Reviews: Zambot 3
Super Robot Deconsruction to the Max!
Anyone worth their salt in their knowledge of Giant Robot history will usually say that the first series to give a more realistic stance towards the genre as a whole was Mobile Suit Gundam 0079, and that when it comes to Super Robots specifically, Neon Genesis Evangilion was one of the first and best examples, with Dancougar being a close second. However, what most people won't tell you about is the series that truly started it all; Zambot 3. Zambot 3, unlike Mobile Suit Gundam, is unabashedly a Super Robot show, but for 1977, it takes the genre in a completely unexpected direction, and for good reason. This series was directed by Tomino, the mastermind behind Gundam 0079, and it shows.
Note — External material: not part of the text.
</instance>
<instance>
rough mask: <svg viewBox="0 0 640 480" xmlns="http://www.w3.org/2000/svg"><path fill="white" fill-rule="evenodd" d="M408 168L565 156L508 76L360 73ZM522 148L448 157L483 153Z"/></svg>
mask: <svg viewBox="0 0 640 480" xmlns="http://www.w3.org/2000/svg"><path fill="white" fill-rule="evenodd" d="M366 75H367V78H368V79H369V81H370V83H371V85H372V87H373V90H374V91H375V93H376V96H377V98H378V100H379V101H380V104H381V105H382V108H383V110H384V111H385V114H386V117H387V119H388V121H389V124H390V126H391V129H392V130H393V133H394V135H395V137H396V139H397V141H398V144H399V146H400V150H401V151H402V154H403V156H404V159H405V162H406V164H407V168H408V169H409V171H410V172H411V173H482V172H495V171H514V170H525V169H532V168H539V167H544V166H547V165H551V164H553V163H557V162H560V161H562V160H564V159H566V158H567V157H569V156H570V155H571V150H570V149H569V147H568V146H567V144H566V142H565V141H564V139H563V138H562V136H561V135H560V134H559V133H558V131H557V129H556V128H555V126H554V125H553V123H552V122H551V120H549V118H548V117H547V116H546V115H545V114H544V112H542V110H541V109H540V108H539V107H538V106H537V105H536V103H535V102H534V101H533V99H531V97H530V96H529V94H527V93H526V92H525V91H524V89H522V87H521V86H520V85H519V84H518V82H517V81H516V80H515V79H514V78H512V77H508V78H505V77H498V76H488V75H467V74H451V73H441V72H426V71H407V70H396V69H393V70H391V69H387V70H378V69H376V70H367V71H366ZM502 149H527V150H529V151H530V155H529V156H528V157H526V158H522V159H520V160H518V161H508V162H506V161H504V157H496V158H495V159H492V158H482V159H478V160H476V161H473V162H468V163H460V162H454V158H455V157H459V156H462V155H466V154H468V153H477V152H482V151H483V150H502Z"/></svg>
What also shows is his memories of the destruction and devastation wreaked upon Japan during the height of World War II, which constantly make themselves known throughout the series. Rather than cities and towns being relatively unharmed, more often than not they are instead completely totaled and demolished, with the survivors having no choice but to form into camps and vainly attempt to seek refuge. The show even has the invading aliens set up Concentration Camps, and as if that weren't enough, well, let's just say that Kamikaze fighters are given a rather cruel twist later on, so much that you WILL shed a tear. All of this destruction is caused by none other than the battles between the titular Zambot3 and the Monster of the Week. You see, Zambot3 is piloted by 3 kids, as you would see in various other Super Robot Shows. The difference is that while the two supporting members of the team are still rather mature for 10-year-olds, our 'hero', Kappei, is what you would expect from a kid in such a situation; he's a naive, cocky, Jerk Ass brat who doesn't know any better despite thinking he does. What makes him bearable is that he does get his comeuppance and HARD, to the point where you almost wished he didn't get it due to the cost of receiving it. Basically, he gains a heavy loss, and it isn't the only one he gets. All of this causes him to mature into a True Hero, or at least a decent human being. Zambot 3 is an early masterpiece in the Super Robot genre, being both a WWII memoir while alsotaking many SR tropes to their logical conclusions, and still playing things more straight than, say, NGE, and I think it's actually better than it. It's a must-watch.